The Treaty is a step too far – it is binding and permanent
If the Irish people ratify this Treaty it can only be changed by a future referendum and with the agreement of the other EU states, who signed up to it.
The black mail clause linking ratification to ESM eligibility is an empty threat
The blackmail clause is an empty threat to try and bully people into supporting the Austerity Treaty. It is not an article of the ESM treaty but a recital and therefore does not have any legal standing, particularly if it is in conflict with the primary mandate of the European Stability Mechanism as outlined in Article 136 of the EU treaties.It could not be used to deny funding to a member state if to do so threatened the stability of the Eurozone as whole
The Government has a veto on the ESM, by virtue ofhaving a veto over the amendment to Article 136 of the European Treaties. If the Austerity Treaty is rejectedby the people, the government should seek a further amendment to the ESM Treaty removing the blackmail clause and use its veto on this matter if required.

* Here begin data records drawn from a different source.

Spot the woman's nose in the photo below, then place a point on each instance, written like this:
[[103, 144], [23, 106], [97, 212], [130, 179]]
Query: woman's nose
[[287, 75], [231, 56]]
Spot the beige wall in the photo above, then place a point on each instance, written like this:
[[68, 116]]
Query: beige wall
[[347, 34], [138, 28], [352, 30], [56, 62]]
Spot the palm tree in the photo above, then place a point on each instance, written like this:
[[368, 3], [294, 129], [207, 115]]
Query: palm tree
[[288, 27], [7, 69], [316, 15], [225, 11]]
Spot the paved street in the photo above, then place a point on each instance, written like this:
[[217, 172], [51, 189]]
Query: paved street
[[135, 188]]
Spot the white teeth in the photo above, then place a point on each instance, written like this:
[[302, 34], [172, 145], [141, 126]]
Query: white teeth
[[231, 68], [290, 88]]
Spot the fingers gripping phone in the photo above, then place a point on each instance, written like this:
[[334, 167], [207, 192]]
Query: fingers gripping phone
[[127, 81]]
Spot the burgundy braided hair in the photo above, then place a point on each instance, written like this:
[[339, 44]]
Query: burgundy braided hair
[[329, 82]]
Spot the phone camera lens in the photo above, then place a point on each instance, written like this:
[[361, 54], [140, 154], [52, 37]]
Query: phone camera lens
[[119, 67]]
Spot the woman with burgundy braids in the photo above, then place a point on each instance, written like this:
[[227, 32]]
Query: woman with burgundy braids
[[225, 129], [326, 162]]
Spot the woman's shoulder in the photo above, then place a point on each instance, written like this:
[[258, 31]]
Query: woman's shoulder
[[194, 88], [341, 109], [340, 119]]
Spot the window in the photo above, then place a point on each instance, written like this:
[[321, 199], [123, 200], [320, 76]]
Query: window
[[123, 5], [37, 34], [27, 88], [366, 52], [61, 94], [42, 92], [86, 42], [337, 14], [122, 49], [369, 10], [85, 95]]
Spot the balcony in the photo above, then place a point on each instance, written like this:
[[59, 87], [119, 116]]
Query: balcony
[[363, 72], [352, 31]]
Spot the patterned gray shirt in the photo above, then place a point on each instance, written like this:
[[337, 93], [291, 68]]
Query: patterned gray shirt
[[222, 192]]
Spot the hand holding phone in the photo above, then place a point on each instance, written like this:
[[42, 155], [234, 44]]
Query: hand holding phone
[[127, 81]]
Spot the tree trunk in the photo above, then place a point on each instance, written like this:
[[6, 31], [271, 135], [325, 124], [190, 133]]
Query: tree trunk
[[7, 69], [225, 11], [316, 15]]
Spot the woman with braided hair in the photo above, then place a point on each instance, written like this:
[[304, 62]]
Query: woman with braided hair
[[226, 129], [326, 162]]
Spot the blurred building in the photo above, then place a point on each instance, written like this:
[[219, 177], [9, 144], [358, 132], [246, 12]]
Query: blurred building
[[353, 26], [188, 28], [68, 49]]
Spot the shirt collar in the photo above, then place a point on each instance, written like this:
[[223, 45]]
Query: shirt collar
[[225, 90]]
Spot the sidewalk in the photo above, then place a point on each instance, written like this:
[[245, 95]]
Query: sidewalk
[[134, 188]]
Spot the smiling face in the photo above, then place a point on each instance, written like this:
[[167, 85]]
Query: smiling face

A second bailout is not in the interests of the citizens of this state, indeed a second bailout is evidence of the failure of the first bailout. We believe that the best way to avoid a second bailout is abandon the failed policies of bank bailouts and austerity and invest in jobs while writing down our debt including the promissory note
The ESM is not the only source of emergency funding. It was never the only option.